Pulusu Dosa is an authentic Vysya Cuisine. It is a very tasty dosa that needs no fermenting. You can make the dosas right away! Also, this needs no side dish and can be eaten with raw onions/powdered sugar/ghee/butter/curd/pickles. Now, to the recipe!
Raw Rice: 2 cups
Coconut: 1 cup
Jeera: 1.5 tsp
Hing: ¼ tsp
Red Chilli: 5
Curry Leaves: 2 spring
Jaggery: 1 tbsp
Tamarind: ½” piece (optional)
Salt: as required
Oil: for making dosa
Mustard: ½ tsp
Urad dal: 1 tsp
Oil: ½ tsp
Chenna dal: 1 tbsp
Coriander: ¼ cup chopped
Soak the chenna dal for at least 2 hours in a bowl and keep it ready.
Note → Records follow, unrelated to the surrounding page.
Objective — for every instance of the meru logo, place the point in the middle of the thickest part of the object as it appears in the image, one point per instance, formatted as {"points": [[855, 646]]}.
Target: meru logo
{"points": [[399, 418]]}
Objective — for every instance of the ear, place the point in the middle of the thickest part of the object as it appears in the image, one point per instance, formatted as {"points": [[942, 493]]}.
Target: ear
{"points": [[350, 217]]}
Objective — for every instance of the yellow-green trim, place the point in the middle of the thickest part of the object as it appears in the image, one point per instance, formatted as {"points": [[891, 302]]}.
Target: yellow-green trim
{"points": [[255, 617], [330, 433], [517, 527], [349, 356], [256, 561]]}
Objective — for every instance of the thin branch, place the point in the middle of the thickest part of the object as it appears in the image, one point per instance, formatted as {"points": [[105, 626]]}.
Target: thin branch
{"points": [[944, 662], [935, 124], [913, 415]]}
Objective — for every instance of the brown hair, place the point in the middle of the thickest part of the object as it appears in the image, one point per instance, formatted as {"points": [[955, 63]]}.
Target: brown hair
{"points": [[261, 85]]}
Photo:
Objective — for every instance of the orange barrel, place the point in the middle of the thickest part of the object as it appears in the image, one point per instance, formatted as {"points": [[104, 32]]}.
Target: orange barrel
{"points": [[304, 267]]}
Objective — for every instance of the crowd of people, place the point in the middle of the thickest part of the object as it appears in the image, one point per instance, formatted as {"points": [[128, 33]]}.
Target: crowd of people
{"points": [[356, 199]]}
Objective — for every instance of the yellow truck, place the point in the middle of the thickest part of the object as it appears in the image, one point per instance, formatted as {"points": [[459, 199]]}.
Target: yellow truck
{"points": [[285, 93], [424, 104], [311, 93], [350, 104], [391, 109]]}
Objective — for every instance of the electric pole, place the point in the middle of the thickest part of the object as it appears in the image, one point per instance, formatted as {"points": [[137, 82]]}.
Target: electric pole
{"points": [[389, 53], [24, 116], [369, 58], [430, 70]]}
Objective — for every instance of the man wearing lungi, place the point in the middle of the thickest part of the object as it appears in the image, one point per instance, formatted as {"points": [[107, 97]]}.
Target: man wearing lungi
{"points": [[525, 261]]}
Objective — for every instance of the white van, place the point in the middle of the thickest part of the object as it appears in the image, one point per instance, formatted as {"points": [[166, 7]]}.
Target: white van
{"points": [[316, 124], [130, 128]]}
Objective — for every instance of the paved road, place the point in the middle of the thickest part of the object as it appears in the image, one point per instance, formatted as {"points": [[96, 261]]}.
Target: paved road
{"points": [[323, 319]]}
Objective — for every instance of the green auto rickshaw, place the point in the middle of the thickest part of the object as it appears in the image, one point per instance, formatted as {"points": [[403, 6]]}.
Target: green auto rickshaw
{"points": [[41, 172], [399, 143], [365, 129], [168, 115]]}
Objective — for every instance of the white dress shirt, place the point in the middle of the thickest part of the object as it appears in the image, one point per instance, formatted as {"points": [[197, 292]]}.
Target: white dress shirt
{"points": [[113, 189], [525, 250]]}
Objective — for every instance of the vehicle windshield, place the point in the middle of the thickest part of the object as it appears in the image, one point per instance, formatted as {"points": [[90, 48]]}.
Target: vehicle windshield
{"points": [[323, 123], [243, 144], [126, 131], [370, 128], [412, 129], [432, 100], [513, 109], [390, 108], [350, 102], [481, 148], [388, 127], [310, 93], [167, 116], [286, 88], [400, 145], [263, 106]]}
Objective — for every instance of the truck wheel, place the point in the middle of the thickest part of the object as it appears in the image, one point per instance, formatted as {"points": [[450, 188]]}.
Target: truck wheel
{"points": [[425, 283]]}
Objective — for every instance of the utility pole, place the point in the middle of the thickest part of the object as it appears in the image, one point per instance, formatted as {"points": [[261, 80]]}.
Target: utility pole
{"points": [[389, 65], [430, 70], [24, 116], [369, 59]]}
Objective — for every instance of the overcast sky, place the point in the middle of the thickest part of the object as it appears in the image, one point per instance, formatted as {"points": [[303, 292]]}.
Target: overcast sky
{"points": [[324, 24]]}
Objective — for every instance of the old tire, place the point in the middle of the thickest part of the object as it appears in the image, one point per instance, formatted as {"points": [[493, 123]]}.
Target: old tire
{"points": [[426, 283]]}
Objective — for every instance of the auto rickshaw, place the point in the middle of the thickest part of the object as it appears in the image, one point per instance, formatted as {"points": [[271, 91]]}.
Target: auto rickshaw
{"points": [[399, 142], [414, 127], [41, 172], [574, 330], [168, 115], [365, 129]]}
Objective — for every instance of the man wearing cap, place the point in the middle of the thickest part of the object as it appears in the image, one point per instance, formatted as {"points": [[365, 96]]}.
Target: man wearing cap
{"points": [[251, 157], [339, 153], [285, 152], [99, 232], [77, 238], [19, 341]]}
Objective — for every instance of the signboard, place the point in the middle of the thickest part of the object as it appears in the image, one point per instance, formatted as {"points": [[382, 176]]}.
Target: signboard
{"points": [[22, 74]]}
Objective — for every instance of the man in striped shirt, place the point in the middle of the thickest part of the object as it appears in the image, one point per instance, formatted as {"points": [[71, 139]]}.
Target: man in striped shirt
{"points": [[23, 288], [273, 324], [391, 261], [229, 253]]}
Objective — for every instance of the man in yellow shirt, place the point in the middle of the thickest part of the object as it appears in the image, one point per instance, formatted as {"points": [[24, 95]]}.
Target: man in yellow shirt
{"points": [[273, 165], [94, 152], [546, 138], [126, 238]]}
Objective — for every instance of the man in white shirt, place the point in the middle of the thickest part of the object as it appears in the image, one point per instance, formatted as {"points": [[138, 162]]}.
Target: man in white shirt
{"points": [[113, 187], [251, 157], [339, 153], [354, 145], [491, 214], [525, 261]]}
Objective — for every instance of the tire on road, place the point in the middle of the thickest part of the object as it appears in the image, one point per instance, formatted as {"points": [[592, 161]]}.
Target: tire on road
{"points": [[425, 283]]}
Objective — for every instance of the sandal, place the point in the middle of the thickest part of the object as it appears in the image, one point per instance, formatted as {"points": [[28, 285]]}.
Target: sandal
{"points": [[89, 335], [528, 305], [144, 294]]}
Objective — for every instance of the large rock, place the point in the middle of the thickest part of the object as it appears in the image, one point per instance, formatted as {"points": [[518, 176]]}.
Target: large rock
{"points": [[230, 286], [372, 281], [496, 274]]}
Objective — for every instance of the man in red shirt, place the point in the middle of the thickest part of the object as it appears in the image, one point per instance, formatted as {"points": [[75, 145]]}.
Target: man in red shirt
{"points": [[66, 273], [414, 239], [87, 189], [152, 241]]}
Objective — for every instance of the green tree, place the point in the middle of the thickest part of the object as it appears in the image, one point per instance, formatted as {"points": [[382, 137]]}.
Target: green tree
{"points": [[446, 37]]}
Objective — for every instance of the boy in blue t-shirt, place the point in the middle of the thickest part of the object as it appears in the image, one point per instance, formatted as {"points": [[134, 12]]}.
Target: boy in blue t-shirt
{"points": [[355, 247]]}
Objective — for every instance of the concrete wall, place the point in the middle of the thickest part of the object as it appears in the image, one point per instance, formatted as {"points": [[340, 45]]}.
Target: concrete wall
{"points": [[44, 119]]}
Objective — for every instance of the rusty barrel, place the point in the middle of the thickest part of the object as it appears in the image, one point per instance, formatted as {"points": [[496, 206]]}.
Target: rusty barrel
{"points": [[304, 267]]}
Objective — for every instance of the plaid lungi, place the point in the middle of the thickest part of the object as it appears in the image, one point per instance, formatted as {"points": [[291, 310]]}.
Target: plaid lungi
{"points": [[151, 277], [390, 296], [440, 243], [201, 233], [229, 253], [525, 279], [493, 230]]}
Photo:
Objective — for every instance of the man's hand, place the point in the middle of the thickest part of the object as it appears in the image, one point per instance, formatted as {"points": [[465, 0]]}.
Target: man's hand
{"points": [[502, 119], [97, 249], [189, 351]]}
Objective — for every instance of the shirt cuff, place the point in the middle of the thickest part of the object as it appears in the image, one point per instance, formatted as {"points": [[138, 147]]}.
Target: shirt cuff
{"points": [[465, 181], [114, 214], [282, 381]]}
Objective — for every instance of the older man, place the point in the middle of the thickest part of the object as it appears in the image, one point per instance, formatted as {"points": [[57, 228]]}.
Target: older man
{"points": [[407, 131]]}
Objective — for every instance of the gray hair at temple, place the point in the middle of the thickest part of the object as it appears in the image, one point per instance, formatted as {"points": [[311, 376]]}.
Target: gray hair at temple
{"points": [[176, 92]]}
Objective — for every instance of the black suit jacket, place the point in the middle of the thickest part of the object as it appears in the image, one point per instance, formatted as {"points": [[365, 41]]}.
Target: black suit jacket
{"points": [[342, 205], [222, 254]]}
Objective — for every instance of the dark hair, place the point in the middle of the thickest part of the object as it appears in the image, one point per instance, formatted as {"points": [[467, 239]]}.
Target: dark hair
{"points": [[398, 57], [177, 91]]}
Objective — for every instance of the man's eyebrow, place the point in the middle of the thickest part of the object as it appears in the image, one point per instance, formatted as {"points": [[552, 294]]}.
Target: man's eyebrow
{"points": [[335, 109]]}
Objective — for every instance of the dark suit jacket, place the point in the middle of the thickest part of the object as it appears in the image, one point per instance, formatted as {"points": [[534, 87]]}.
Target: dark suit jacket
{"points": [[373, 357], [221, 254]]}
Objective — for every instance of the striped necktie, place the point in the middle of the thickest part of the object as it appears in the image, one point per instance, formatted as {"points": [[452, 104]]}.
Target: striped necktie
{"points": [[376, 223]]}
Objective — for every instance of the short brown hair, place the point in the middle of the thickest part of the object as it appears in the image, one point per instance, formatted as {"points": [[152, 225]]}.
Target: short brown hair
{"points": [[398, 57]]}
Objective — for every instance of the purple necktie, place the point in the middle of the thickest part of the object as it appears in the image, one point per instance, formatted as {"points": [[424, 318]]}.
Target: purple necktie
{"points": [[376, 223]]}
Clean, wash and soak the rice for four hours. In a mixie grind the coconut,jeera,hing,red chilli,curry leaves,jaggery and tamarind to a fine paste and add the required salt. You can grind the rice in a grinder/mixie. Mix both the ground paste. Add the water required to make the batter of pouring consistency (like rava dosa).
In a seasoning pan do the seasoning and mix with the batter. Then add the soaked chenna dal and chopped coriander leaves and mix to the batter.
In a tawa make dosas like you do for rava dosa. Close and cook and flip to the other side and cook until it is golden brown.
You can make soft or crispy dosa according to your preference. Enjoy!
- If the dosa is not soft add more coconut next time.
- Add spring onions for extra flavour and taste. Chop it finely and add to the batter.
- Adjust the sweetness according to your taste.